Open Source software has become one of the most important players in software development. LAMP-Linux, Apache Server, MySQL, and PHP/Perl/Python are the dominant players in world wide Web development as their servers have nearly two thirds of the worlds web server installations. As well, Linux in the last 6-9 months has become the unified Unix offering that IBM, HP, SGI, Sun and others could not achieve for a decade. So now major database and server software vendors such as Novell, Oracle, Peoplesoft, SAP, Sun and Sybase are delivering to Linux a wide range of their product portfolios. This is having a ripple effect. MySQL has just released database clustering technology that analysts credit with giving the company a leg up on major vendors such as Microsoft, IBM, Oracle and Sybase. And the people at JBoss would say they are the untold Open Source success story as they maintain about a 27% market share in the very intensely competitive J2EE market place.
But the Open Source surge is not limited to development tools. Go to HotScripts.com, SourceForge.net, or Jars.com and users will find many thousands of free, open source programs available. Many are complete business applications in categories such as accounting, bulletin board services, content management systems, order entry systems, and countless other applications. And these are not tinsel apps but rather category leaders as in the case of the PHPBB2 bulletin board or the Gallery web photo album.
Open Source is a reaction against inherent complexity in computing(more eyes and minds to polish the code) and the EULA protected software vendors(we dont have to respond to bug fixes and upgrade requests except on our own sweet time versus Open Sources generally fast bug fix and responsive upgrade cycles). But also Open Source is a defensive reaction to the Microsoft monopoly(Redmond ultimately decides what runs on 90% of all desktops versus Open Source says put it up on SourceForge and see what the public has to say). Finally Open Source has significantly lower initial cost and probably equivalent ongoing total cost of ownership in comparison with most comparable software. But for these virtues there are some prices to pay.
Getting up-to-date documentation, start up assistance, and/or ongoing support varies widely among Open source software projects. And Open Source does not sponsor and reward significant new innovations well. As IDC analyst Carl Olofson put it succinctly: “Open Source isnt about innovation so much as perfection of known technology”. Pure GPL Open Source currently says good luck making money on documentation and service; oh and by the way all your competitors get to be freeloaders because they get your code and extensions gratis. As well pure Open Source has little funding and a poor track record for enforcing its own standards. Not a great business model for corporate executives looking to Open Source to help cut costs or to open up new IT opportunities. So far pure Open Source has succeeded best in huge markets like operating systems and database where demand for documentation, support and training assistance allow vendors to make money.

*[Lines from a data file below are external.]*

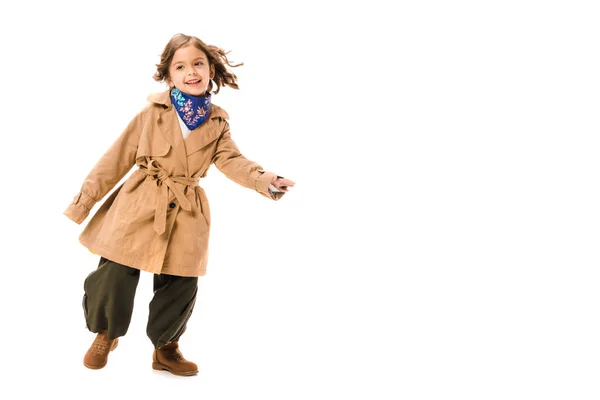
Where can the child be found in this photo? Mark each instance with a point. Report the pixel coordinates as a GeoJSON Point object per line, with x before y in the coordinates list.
{"type": "Point", "coordinates": [158, 220]}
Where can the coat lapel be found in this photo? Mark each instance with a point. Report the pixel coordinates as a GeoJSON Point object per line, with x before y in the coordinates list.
{"type": "Point", "coordinates": [169, 127]}
{"type": "Point", "coordinates": [200, 137]}
{"type": "Point", "coordinates": [206, 133]}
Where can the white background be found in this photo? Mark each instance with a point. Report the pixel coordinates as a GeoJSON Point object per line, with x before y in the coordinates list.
{"type": "Point", "coordinates": [442, 239]}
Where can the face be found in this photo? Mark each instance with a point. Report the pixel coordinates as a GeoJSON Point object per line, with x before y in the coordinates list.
{"type": "Point", "coordinates": [189, 71]}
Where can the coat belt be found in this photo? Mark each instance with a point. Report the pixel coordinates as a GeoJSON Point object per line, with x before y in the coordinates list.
{"type": "Point", "coordinates": [168, 182]}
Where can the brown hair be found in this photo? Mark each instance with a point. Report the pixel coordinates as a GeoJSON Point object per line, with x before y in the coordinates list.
{"type": "Point", "coordinates": [217, 57]}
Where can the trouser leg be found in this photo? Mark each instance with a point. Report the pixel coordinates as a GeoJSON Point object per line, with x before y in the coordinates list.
{"type": "Point", "coordinates": [108, 298]}
{"type": "Point", "coordinates": [170, 308]}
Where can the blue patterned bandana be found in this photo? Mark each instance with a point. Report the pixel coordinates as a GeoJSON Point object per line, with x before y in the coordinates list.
{"type": "Point", "coordinates": [192, 110]}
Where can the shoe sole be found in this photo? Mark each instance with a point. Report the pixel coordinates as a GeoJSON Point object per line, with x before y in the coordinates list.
{"type": "Point", "coordinates": [162, 367]}
{"type": "Point", "coordinates": [114, 346]}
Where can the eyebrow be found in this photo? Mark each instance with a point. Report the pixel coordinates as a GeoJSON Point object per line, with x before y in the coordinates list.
{"type": "Point", "coordinates": [196, 59]}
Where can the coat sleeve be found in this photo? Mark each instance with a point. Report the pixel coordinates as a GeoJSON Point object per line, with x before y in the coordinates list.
{"type": "Point", "coordinates": [108, 171]}
{"type": "Point", "coordinates": [230, 161]}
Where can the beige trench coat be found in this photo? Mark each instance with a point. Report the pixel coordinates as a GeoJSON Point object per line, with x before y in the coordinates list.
{"type": "Point", "coordinates": [158, 220]}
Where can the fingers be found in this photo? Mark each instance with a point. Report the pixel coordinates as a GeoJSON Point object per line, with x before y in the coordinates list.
{"type": "Point", "coordinates": [283, 184]}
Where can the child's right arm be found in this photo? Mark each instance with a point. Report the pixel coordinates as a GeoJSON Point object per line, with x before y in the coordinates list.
{"type": "Point", "coordinates": [107, 172]}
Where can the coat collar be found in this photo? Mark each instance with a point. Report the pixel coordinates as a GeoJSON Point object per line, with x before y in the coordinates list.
{"type": "Point", "coordinates": [198, 138]}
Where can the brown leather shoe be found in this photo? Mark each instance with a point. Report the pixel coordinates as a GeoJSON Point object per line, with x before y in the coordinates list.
{"type": "Point", "coordinates": [169, 358]}
{"type": "Point", "coordinates": [97, 355]}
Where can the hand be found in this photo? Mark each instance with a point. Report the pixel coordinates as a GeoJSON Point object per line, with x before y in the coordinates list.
{"type": "Point", "coordinates": [282, 184]}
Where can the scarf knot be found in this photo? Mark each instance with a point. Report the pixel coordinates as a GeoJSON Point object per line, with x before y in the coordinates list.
{"type": "Point", "coordinates": [192, 110]}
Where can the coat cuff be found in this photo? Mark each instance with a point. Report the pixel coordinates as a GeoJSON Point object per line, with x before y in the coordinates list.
{"type": "Point", "coordinates": [262, 186]}
{"type": "Point", "coordinates": [80, 208]}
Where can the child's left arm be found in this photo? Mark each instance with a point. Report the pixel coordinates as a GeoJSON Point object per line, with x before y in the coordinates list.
{"type": "Point", "coordinates": [230, 161]}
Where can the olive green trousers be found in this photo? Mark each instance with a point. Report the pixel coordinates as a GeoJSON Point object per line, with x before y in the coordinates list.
{"type": "Point", "coordinates": [108, 300]}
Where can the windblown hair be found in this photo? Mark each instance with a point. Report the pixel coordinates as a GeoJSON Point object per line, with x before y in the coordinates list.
{"type": "Point", "coordinates": [217, 57]}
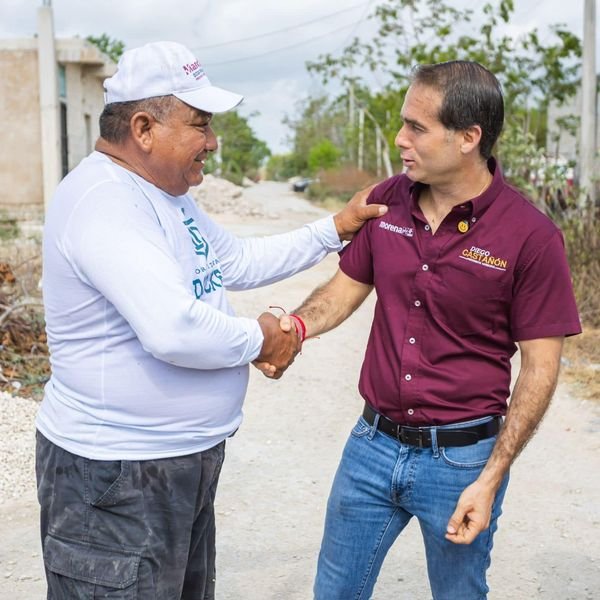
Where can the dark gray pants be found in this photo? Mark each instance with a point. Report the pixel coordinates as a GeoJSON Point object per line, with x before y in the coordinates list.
{"type": "Point", "coordinates": [134, 530]}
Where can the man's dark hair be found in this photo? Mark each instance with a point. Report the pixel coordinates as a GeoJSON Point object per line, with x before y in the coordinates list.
{"type": "Point", "coordinates": [471, 96]}
{"type": "Point", "coordinates": [114, 120]}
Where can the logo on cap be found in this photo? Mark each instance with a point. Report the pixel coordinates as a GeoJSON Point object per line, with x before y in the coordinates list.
{"type": "Point", "coordinates": [195, 69]}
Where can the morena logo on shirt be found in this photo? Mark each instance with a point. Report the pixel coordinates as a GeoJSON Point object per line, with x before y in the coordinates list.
{"type": "Point", "coordinates": [405, 231]}
{"type": "Point", "coordinates": [484, 257]}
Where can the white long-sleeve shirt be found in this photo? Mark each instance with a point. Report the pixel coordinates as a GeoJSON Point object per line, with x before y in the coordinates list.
{"type": "Point", "coordinates": [148, 359]}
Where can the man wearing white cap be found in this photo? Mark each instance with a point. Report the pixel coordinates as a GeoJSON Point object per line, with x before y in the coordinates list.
{"type": "Point", "coordinates": [149, 363]}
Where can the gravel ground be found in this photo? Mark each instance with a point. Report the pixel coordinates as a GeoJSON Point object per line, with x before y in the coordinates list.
{"type": "Point", "coordinates": [280, 464]}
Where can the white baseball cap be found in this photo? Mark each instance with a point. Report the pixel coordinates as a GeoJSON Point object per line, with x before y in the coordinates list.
{"type": "Point", "coordinates": [164, 69]}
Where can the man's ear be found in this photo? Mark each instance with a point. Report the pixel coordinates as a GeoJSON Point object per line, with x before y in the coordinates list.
{"type": "Point", "coordinates": [142, 130]}
{"type": "Point", "coordinates": [471, 139]}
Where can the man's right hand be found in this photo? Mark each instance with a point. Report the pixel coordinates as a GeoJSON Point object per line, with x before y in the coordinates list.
{"type": "Point", "coordinates": [279, 347]}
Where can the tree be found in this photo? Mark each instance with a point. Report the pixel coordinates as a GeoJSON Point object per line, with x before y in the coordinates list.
{"type": "Point", "coordinates": [112, 48]}
{"type": "Point", "coordinates": [410, 32]}
{"type": "Point", "coordinates": [242, 153]}
{"type": "Point", "coordinates": [323, 155]}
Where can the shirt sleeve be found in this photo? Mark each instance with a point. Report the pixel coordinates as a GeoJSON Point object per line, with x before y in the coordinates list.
{"type": "Point", "coordinates": [543, 300]}
{"type": "Point", "coordinates": [253, 262]}
{"type": "Point", "coordinates": [116, 246]}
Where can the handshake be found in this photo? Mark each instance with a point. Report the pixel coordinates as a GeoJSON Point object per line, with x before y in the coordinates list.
{"type": "Point", "coordinates": [283, 339]}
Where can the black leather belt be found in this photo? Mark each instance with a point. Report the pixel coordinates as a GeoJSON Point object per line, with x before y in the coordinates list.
{"type": "Point", "coordinates": [421, 436]}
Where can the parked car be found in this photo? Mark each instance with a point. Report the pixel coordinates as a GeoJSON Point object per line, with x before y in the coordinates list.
{"type": "Point", "coordinates": [301, 184]}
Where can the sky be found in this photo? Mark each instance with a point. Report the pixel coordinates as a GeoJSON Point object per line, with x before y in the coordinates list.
{"type": "Point", "coordinates": [258, 48]}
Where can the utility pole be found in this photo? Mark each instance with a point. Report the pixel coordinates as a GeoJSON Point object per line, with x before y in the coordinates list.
{"type": "Point", "coordinates": [49, 105]}
{"type": "Point", "coordinates": [587, 150]}
{"type": "Point", "coordinates": [219, 157]}
{"type": "Point", "coordinates": [361, 138]}
{"type": "Point", "coordinates": [351, 116]}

But Open Source is already changing from strict GPL-GNU Public License Open Source to shades of gray with the Apache, BSD, and Dual Licensing variants from TrollTech and MySQL. The crux of the new Open Source is setting up licensing such that freeloaders are curtailed, the source remains open, yet enough revenue is derived such that a development staff can generate new innovations and/or service. This set of New Open Source vendors can be true to the spirit of Open Source, while deriving enough cash as to not have to live hand-to-mouth.
So developers and IT management should stay tuned to the growing number of New Open Source development and application tool vendors. The New Open Source is nothing less than a better model on how software should be developed, priced and supported. It is geared to being more responsive and responsible to its community of users. But also in that responsive spirit, the New Open Source is changing how it is organized to respond to some of its own weaknesses. So if some one says to you – “if its not pure, free as in freedom, GPL Open Source – its not Open Source”. Just reply – GPL Open Source works well in some markets, but the New Open Source variants where all the source remains open, freely accessible and user modifiable are starting to flourish as well. In sum, Open Source is new, open and modifiable, even in its own organization and rules. Because of this, the New Open Source will change the basis on which all software is made, priced and supported. Given the difference between EULA vs Open software, right now this observer votes/buys/uses Open quite a bit more often than EULA.